Sabrina Cajoly, plaignante et juriste en droit international des droits humains, a porté l’action au niveau international et mobilisé :

➢ Les Nations Unies : trois (3) comités des Nations Unies ont exhorté la France à approvisionner de toute urgence la Guadeloupe en eau potable et à indemniser les victimes de l’eau polluée, notamment au chlordécone. De plus, le Rapporteur Spécial des Nations Unies sur les droits humains à l’eau potable et à l’assainissement a effectué une visite académique en Guadeloupe en fin d’année.

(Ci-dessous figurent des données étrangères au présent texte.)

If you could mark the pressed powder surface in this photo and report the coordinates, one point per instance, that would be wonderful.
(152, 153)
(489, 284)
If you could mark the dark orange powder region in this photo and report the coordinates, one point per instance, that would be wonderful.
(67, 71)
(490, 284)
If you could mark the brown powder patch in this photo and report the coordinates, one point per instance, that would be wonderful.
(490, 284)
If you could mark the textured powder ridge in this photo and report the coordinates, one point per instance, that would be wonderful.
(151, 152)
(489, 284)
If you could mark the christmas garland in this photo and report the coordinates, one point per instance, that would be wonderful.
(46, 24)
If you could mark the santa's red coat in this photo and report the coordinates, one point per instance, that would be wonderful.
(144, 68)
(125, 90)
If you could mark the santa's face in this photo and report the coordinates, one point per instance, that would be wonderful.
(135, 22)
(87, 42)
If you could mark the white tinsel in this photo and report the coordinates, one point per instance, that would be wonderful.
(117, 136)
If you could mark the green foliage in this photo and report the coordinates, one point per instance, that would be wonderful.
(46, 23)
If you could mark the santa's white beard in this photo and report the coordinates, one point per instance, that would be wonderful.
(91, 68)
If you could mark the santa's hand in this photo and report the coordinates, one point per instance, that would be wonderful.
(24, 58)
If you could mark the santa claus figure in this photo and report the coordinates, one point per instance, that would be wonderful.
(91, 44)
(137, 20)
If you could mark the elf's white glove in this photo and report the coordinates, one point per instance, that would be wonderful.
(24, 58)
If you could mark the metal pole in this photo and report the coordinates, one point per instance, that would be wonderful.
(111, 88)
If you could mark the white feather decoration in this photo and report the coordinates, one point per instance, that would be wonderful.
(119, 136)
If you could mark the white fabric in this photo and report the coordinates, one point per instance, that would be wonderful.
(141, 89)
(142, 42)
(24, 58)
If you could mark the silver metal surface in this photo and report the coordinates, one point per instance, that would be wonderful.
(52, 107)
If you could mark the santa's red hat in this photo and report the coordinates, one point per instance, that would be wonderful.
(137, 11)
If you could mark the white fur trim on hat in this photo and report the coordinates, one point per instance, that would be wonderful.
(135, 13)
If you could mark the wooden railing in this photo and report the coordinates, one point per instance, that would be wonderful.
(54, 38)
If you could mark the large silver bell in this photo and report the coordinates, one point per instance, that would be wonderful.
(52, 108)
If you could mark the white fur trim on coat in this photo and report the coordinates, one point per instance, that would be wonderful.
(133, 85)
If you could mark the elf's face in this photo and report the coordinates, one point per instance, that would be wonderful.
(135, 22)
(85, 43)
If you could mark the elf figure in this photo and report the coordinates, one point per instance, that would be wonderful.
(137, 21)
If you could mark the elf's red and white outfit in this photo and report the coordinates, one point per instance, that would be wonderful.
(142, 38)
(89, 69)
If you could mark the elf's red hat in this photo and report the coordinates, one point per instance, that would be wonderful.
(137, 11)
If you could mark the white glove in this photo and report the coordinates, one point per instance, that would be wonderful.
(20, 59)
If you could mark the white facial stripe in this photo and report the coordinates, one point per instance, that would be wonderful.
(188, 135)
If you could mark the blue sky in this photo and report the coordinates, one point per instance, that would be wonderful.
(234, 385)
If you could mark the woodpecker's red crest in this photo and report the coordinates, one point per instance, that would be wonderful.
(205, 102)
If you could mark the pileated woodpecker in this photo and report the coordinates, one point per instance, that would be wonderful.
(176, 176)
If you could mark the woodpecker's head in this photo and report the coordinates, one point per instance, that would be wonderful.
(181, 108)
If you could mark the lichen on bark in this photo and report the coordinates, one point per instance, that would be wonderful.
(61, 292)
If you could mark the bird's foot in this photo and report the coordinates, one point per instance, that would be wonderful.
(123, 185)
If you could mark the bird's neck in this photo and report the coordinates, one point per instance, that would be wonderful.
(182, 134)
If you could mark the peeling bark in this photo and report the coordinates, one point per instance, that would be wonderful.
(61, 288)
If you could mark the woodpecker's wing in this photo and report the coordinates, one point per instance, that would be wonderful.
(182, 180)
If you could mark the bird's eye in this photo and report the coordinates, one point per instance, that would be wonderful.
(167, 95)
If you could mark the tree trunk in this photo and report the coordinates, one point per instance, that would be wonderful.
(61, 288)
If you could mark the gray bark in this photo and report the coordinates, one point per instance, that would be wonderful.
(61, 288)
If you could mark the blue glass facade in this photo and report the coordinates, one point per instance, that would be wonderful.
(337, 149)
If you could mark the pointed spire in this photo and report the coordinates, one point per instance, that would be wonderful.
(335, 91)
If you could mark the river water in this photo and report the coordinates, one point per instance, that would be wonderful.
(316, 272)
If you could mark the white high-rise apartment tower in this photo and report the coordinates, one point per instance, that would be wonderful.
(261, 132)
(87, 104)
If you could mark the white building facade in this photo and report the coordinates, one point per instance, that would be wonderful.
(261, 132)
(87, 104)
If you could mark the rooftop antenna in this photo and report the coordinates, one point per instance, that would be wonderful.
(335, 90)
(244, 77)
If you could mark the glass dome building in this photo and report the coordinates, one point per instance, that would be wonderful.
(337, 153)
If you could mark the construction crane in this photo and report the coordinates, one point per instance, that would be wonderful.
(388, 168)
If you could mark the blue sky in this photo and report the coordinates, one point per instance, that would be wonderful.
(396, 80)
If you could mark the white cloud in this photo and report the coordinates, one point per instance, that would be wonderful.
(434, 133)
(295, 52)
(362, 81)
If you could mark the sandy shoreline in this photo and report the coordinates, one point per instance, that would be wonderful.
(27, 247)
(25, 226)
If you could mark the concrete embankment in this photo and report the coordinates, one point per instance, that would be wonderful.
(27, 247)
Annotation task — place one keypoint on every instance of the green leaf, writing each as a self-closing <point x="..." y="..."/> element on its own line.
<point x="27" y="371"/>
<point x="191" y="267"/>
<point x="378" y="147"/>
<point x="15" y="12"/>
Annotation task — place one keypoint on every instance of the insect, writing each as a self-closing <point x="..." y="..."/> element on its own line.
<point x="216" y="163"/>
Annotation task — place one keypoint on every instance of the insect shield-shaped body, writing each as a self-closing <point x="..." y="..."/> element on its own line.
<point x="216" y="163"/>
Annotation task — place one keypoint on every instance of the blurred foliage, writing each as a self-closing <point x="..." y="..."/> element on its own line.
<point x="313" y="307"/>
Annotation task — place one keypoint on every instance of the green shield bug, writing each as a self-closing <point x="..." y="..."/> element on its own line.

C’était une première de cette nature.

➢ La Commission Nationale Consultative des Droits de l’Homme (CNCDH) qui « recommande de prendre urgemment toutes les mesures nécessaires pour indemniser l’ensemble des victimes de la chlordécone et pour permettre à l’ensemble de la population en Guadeloupe et Martinique d’avoir accès de manière continue à l’eau potable.» ;

➢ Les autres territoires ultramarins, tels que Mayotte, qui a produit une vidéo conjointement avec la Guadeloupe intitulée «Mayotte a soif, la Guadeloupe a soif, l’Outre-mer a soif» et dont le mouvement « Mayotte a soif » a initié les mêmes types de recours qu’en Guadeloupe et contracté également Me Daoud au pénal.

Quelles suites ? La procédure civile et l’enquête pénale suivent leurs cours et de nouveaux développements sont attendus en 2024. A ce jour, hélas, l’opérateur de l’eau et les autorités n’appliquent toujours pas les mesures d’urgence demandées par la population – telles que la distribution de citernes, la fourniture de fontaines d’eau potable et l’annulation des factures – en attendant les mesures nécessaires sur le long terme, telles que la réfection des réseaux d’eau et d’assainissement ou encore la compensation pour le préjudice subi. C’est pourquoi la mobilisation doit continuer.